Friday 26 September 2014

Internet Marketing: Think Big, Start Small, Fail Fast & Succeed!

Very few businesses exist in a vacuum, and even start-ups come from somewhere.

Every day, thousands of new companies venture out onto the web. Whether it’s a dorm-room start-up or a new offering from a Fortune 500, each new venture seeks to drive eyeballs, gather clicks, win conversions, and generate sales through internet marketing.


And whether the new venture is a main street business or the latest offering of some multi-national firm, the truth is that there is a wealth of opportunities to build a great online business so long as one does not allow the perfect to be the enemy of the good.

With that in mind, allow me to share my three-step view on how to build a great online business:

Step One:  Think Big
This is pretty self-explanatory.  Few people start out with a mediocre vision or a plan to build a tiny business. Thinking big allows people to free themselves from constraints and get as many great ideas, including internet marketing ideas, on the table.  
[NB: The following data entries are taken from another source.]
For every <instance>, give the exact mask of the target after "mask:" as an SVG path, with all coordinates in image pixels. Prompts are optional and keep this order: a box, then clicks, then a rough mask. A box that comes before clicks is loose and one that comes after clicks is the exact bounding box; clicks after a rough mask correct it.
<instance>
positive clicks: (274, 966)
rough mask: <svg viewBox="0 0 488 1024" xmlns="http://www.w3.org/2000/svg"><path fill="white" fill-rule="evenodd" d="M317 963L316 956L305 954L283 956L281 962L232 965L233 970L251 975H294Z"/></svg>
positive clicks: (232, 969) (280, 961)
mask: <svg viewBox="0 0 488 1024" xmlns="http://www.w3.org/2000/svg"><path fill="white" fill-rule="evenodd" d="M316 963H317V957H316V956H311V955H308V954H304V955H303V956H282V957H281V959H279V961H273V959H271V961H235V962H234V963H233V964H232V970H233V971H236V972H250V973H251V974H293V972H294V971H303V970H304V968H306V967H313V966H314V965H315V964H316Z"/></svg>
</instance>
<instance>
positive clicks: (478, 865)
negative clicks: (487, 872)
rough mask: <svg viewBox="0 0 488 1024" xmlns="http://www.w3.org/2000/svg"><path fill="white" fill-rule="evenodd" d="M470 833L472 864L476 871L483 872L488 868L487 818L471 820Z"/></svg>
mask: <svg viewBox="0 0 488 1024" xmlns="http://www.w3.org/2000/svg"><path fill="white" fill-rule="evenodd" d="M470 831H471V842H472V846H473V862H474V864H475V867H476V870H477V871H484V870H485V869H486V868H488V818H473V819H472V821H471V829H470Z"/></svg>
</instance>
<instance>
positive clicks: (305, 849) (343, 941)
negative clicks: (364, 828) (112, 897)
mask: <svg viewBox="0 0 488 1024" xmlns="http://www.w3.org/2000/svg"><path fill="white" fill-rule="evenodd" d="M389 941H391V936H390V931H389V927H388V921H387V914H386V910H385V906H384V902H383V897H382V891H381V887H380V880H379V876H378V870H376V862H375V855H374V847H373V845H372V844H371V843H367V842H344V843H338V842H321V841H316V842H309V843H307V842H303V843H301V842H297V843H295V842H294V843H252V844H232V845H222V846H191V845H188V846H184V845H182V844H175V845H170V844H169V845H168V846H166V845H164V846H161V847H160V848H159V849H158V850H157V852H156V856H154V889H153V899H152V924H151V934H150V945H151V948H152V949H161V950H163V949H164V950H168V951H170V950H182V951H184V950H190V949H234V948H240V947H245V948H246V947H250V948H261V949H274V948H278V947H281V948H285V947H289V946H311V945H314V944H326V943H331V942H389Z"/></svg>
It also serves to get people excited and engaged in a new idea. That said, there’s a difference between thinking big and pursuing pie in the sky ideas.  That gets us to our next step.

Step Two:  Start Small
I once met a guy who wanted to revolutionize the study aid industry by changing the way that content was created, marketed, consumed, and purchased.  He wasn’t alone in his view, but he was pretty uniquely positioned to get something done.  

He’d been in the industry for decades and knew it inside and out.  He wanted to raise a few million dollars to launch a new venture.  He clearly was thinking big.
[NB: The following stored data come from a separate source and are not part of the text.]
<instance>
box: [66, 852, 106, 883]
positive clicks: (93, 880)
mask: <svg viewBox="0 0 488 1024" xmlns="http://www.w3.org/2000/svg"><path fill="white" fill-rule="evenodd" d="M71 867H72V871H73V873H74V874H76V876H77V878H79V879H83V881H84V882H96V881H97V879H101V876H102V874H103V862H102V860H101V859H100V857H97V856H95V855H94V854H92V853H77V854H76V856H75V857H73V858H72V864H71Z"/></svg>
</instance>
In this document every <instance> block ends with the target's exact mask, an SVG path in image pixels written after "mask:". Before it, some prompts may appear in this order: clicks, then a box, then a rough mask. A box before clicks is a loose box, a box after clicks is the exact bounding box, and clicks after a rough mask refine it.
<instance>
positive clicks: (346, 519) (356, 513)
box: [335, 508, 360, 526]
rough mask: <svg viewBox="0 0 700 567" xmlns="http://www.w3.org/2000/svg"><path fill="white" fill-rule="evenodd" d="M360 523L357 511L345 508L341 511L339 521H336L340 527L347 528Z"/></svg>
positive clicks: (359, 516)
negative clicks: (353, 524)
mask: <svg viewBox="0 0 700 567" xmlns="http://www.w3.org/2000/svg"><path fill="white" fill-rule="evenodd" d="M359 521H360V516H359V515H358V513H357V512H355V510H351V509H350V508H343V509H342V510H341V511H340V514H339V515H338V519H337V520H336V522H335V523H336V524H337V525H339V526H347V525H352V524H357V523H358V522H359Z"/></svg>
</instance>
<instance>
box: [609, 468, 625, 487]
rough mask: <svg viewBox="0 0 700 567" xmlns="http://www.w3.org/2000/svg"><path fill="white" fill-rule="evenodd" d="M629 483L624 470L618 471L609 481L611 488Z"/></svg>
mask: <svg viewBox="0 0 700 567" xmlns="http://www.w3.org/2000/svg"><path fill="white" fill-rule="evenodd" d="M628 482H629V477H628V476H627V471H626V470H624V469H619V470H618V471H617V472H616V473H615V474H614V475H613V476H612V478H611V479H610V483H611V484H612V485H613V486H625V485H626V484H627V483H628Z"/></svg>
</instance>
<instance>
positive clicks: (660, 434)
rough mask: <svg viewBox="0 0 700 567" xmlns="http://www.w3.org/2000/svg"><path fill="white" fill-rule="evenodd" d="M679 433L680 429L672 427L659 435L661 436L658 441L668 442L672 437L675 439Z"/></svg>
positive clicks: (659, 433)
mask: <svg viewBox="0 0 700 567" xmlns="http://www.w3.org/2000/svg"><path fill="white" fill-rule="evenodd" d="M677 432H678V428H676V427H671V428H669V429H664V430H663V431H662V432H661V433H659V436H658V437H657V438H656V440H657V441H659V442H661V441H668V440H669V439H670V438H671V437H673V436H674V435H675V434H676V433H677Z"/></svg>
When I asked him what inspired the idea, he told me his former employer had just discontinued selling a series of very successful Advanced Placement (AP) study books for high school students and reverted copyright to the authors.  

After a bit of discussion, I learned that he could buy out those copyrights and sell secure PDF copies of these books on Amazon for a few thousand dollars and test the waters.

That wasn’t big enough for him.  A year later, someone had started even smaller—buying warehouses full of printed materials and liquidating them on eBay, generating a few hundred thousand dollars in sales—while this guy I met was still looking for funding.

There’s no shame in starting small.  No big successful company ever started out that way.

Step Three:  Fail Fast
It’s a cold, hard fact that failure and hardship are the means by which people learn and grow.  Failure teaches us what not to do and hardship allows us to truly value the rewards we earn.  The beauty of starting small is that our failures are then equally small.  

The key here is to understand when an experiment has run its course, cut bait and move on.  Small failures are easier to walk away from as there’s often less of an emotional desire to “turn things around” or throw good money after bad.  

The goal is not to succeed the first, second, or third time but to identify ten or twenty things that might work and then cycle through them as quickly as possible.  Think of it as A/B split testing for a new venture.

Step Four:  Succeed
This isn’t meant to be funny; very few ventures succeed in their first iteration.  Success is a process of trial and error.  The key to success is longevity, and unless you’ve got a bottomless pit of money (or an unlimited corporate budget), you’ll need to stretch your resources as far as possible.

In my own travels, I’ve had more than my fair share of clients who have turned to me after having dumped enough money to buy a house into a failed digital venture.  In many cases, my clients believed that they had a flawed strategy or a bad idea.  In most cases, it was more about execution.

Sometimes people are shocked to hear that a few free web services and a five page micro site can serve as a pretty good internet marketing starting point for a new venture. Consumer grade web services may not be scalable, but until you know that your venture will succeed, what’s there to scale?